En 1628 se hundió el Vasa. Se construyó mal, dicen los entendidos; se botó peor, dicen los historiadores; y se hundió bien, muy bien, en su primer viaje, al escorar y llenarse de agua en la bahía, a dos millas (marinas, claro) de su “cuna”, los astilleros de Estocolmo. El rey Gustavo II Adolfo tenía prisa por verlo gloriosamente lucido por las aguas de todo el mundo y, sobre todo, por enfrentarlo a los polacos en la Guerra de los Treinta años. Al cabo de los siglos - en 1961 después de purgar su titanismo (¿recuerdan el Titanic?) en el limbo de sus 333 años de ostracismo submarino - se recuperó. Y ahí está en su Vasamuseet (el único barco que tiene un museo para él solo) de Estocolmo, luciendo su gloria de ser nave, su largo sabor a fango y su vergüenza de no haber servido nada más que para vergüenza del rey.
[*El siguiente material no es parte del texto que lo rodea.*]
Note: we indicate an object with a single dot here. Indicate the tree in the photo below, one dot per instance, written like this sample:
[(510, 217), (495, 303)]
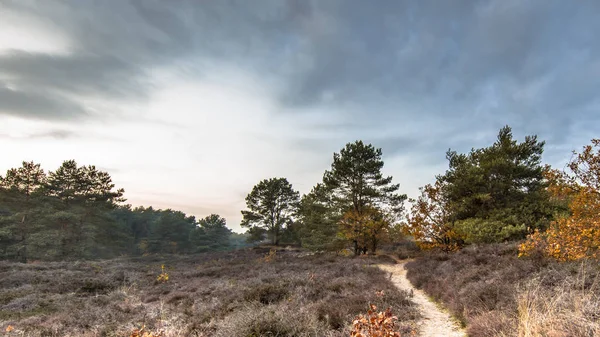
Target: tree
[(497, 193), (575, 234), (83, 198), (357, 184), (318, 220), (368, 228), (211, 234), (21, 194), (272, 204), (429, 220), (170, 232)]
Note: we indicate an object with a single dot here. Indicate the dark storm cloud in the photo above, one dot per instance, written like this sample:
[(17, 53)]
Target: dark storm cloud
[(52, 134), (37, 105), (465, 64)]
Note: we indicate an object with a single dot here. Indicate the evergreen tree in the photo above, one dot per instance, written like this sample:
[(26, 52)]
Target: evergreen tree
[(211, 234), (497, 193), (357, 185), (272, 204), (318, 220)]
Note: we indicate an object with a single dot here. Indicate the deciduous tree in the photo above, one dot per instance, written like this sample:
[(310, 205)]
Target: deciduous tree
[(574, 235)]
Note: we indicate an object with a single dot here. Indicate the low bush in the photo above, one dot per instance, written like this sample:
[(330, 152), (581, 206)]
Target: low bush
[(227, 294), (495, 293)]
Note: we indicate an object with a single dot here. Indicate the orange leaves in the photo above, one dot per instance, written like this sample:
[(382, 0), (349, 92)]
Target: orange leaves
[(143, 332), (367, 227), (163, 277), (575, 236), (375, 324), (428, 221)]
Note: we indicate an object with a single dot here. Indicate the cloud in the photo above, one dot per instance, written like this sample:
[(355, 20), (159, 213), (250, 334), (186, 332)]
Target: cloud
[(37, 105), (214, 86)]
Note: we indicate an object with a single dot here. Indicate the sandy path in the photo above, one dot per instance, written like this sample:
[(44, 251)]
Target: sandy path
[(435, 322)]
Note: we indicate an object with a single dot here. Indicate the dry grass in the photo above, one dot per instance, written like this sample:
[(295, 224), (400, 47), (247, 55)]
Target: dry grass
[(571, 308), (231, 294), (494, 293)]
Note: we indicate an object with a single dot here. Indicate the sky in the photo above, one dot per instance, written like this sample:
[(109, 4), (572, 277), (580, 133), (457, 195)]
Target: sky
[(188, 104)]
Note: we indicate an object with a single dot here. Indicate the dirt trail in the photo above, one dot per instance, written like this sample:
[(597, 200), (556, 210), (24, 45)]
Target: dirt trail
[(435, 322)]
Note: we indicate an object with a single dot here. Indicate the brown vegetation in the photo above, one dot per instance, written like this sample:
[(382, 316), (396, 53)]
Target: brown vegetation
[(240, 293), (495, 293)]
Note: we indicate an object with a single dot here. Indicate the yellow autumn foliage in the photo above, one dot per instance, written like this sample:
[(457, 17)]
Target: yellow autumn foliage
[(577, 235)]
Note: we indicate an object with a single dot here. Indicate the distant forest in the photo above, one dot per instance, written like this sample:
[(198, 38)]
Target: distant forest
[(75, 212), (502, 192)]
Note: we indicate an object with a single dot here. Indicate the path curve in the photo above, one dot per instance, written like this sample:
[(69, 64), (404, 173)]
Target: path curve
[(434, 322)]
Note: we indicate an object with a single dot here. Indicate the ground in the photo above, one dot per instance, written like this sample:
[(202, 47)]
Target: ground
[(435, 322), (242, 293)]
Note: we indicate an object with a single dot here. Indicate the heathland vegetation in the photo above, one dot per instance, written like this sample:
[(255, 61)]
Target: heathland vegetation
[(506, 242)]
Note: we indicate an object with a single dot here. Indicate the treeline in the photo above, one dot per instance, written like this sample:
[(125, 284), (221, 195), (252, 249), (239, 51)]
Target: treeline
[(498, 193), (76, 212), (354, 206)]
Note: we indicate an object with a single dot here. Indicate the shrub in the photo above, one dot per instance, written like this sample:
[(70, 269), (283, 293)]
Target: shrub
[(375, 324)]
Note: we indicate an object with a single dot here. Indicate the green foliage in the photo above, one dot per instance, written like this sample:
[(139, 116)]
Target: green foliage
[(318, 220), (272, 205), (211, 234), (356, 184), (499, 190), (76, 212), (355, 179), (477, 230)]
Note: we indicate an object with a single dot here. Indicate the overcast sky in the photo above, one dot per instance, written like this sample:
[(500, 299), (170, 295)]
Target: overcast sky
[(188, 104)]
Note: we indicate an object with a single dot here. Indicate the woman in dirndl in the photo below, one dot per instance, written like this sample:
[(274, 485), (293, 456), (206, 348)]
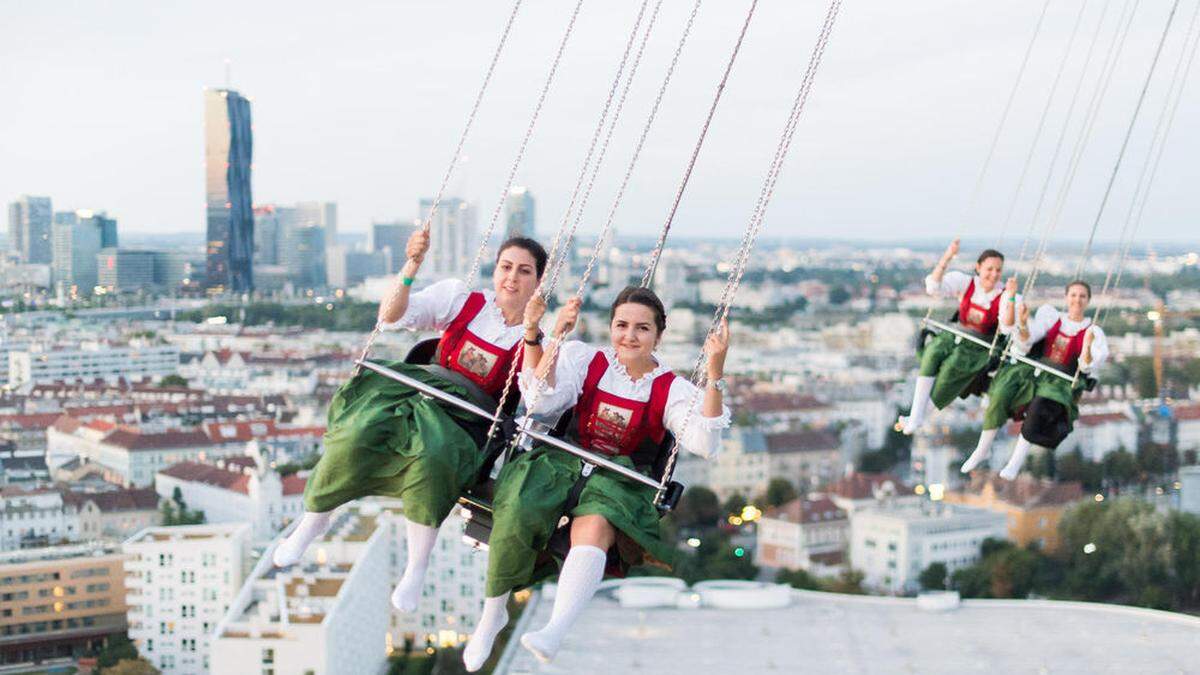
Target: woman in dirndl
[(624, 401), (385, 438), (949, 364), (1048, 404)]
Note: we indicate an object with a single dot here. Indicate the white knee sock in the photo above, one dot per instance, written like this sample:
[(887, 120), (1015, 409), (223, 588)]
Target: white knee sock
[(311, 526), (582, 572), (1014, 463), (491, 621), (982, 451), (921, 404), (420, 539)]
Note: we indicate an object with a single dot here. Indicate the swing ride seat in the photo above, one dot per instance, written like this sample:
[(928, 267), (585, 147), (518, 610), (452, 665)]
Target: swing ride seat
[(978, 387), (478, 508)]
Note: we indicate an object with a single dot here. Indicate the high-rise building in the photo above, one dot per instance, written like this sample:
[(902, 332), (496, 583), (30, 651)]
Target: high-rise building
[(305, 257), (267, 236), (228, 148), (453, 237), (391, 237), (78, 238), (29, 230), (181, 579), (519, 213), (125, 270), (318, 214), (60, 602)]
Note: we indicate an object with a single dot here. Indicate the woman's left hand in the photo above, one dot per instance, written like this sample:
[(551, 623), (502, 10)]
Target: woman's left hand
[(717, 347)]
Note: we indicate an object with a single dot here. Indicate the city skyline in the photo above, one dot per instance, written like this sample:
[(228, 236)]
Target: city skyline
[(895, 135)]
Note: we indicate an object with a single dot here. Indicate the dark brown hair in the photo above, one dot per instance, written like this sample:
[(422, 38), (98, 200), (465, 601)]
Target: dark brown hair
[(534, 248), (990, 254), (1084, 284), (645, 297)]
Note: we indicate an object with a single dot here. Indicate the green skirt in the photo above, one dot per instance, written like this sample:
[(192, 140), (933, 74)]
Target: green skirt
[(1017, 384), (954, 365), (531, 497), (385, 438)]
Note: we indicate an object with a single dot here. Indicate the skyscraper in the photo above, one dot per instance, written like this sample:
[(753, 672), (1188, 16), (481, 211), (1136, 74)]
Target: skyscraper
[(519, 213), (453, 237), (29, 230), (394, 238), (78, 238), (228, 148)]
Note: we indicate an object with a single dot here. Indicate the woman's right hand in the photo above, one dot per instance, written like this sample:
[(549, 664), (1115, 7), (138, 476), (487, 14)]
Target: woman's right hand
[(535, 309), (418, 245), (568, 316), (951, 251)]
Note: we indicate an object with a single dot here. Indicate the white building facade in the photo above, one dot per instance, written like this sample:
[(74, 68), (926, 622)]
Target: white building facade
[(180, 581)]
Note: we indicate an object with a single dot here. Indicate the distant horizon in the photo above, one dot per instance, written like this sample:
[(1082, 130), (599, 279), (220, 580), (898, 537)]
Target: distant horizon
[(359, 106)]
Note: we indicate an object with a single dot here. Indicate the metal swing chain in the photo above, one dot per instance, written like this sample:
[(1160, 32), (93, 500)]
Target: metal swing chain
[(1125, 144), (657, 254), (621, 103), (754, 226), (457, 151), (525, 144), (1150, 167)]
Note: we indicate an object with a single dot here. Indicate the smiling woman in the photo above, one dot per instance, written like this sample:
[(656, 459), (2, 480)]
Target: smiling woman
[(385, 438)]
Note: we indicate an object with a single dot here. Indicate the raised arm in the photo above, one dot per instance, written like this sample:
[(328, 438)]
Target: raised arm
[(395, 304)]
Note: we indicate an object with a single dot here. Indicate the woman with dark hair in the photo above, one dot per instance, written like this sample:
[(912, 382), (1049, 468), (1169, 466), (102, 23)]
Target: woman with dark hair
[(1048, 404), (385, 438), (948, 364), (624, 401)]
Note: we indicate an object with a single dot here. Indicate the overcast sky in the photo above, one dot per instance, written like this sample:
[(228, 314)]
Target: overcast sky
[(361, 103)]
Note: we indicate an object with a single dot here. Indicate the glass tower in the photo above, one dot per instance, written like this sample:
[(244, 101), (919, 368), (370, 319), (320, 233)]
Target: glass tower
[(228, 147)]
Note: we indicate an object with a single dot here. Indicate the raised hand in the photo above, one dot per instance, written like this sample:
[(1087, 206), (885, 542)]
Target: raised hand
[(568, 316), (717, 347), (418, 245), (535, 309)]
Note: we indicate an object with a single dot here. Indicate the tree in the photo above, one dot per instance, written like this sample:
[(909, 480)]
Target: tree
[(934, 577), (699, 507), (779, 493), (117, 647), (798, 579)]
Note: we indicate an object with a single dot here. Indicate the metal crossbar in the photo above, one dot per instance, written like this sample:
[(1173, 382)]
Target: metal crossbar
[(588, 457), (960, 333)]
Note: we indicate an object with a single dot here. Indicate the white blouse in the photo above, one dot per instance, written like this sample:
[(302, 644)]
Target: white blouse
[(1044, 320), (954, 284), (436, 306), (702, 435)]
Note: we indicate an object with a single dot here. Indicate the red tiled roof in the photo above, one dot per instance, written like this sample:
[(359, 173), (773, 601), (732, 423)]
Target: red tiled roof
[(863, 485), (805, 440), (209, 475), (131, 438), (1026, 491), (143, 499), (1098, 419), (294, 484), (775, 401), (807, 511)]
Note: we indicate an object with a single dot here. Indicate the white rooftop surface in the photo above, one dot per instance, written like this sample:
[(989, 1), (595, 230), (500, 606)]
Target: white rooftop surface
[(858, 634)]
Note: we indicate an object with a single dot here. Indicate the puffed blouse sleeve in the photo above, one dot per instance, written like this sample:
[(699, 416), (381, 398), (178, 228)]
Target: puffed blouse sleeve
[(1039, 324), (432, 308), (695, 432), (1099, 352), (570, 369), (953, 284)]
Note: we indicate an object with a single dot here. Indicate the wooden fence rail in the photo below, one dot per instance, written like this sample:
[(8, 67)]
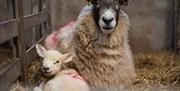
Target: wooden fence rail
[(20, 26)]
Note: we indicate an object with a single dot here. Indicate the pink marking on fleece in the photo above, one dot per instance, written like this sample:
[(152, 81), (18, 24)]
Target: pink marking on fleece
[(75, 76), (52, 40)]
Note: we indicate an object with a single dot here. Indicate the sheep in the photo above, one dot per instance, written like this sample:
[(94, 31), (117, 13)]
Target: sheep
[(64, 80), (100, 41)]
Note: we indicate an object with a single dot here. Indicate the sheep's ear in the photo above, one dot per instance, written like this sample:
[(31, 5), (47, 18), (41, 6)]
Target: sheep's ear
[(67, 57), (41, 51), (123, 2)]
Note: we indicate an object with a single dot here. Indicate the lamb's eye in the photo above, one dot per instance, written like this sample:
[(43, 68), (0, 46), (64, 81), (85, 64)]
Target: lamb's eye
[(56, 62), (97, 6), (117, 7)]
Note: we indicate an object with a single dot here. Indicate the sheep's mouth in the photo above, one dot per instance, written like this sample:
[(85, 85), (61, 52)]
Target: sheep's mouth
[(47, 72)]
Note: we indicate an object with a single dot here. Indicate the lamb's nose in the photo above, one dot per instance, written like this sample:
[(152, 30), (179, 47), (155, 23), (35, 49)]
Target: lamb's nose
[(107, 20), (45, 68)]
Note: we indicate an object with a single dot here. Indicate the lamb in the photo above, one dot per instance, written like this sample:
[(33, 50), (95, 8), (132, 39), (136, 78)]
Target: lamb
[(64, 80), (100, 42)]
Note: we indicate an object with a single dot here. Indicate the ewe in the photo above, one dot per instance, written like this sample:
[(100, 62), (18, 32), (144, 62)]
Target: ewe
[(64, 80), (100, 42)]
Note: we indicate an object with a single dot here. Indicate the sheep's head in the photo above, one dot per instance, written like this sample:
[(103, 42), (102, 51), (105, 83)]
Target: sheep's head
[(106, 13), (53, 60)]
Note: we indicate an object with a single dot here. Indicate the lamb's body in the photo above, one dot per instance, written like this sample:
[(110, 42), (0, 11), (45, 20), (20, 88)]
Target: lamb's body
[(63, 81)]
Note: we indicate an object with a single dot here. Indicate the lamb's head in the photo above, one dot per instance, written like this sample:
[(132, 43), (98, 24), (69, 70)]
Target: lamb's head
[(106, 13), (52, 60)]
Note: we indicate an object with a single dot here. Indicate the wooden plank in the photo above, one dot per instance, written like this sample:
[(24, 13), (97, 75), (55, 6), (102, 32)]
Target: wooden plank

¿Conocen ustedes a hombres hundidos? ¿Han visto alguna vez a jóvenes reposando en el lodo? Casi siempre están así por culpa de sus constructores. Creyeron sus padres que bastaba con tener apariencia (como los 54 metros del Vasa), dos pies para pisar el mundo (como su corta manga de menos de 12 metros), amplia bambolla para sorber los vientos (como los 1.275 metros cuadrados de velamen), y más que suficiente fiereza para enfrentarse con quien fuese (como aquellos 64 cañones de bronce) y se encontraron con que una leve brisa los escoró en la vida y se llenaron del lastre de la muerte.
Hacer hombres es una tarea preciosa, una profesión sublime, un programa superior a cualquier otro de los que existen. ¿Pero cuántos responsables hay que entren en la dura escuela de formarse para ello? A medida que pasa el tiempo y se suceden las generaciones, las oleadas de padres improvisados son más numerosas. Y sus hijos, desarbolados o con heridas en su calado, ceden rápidamente y se convierten en despojos de un museo triste como es el de los sin-ganas, sin-ilusiones, sin-amor, sin-vida.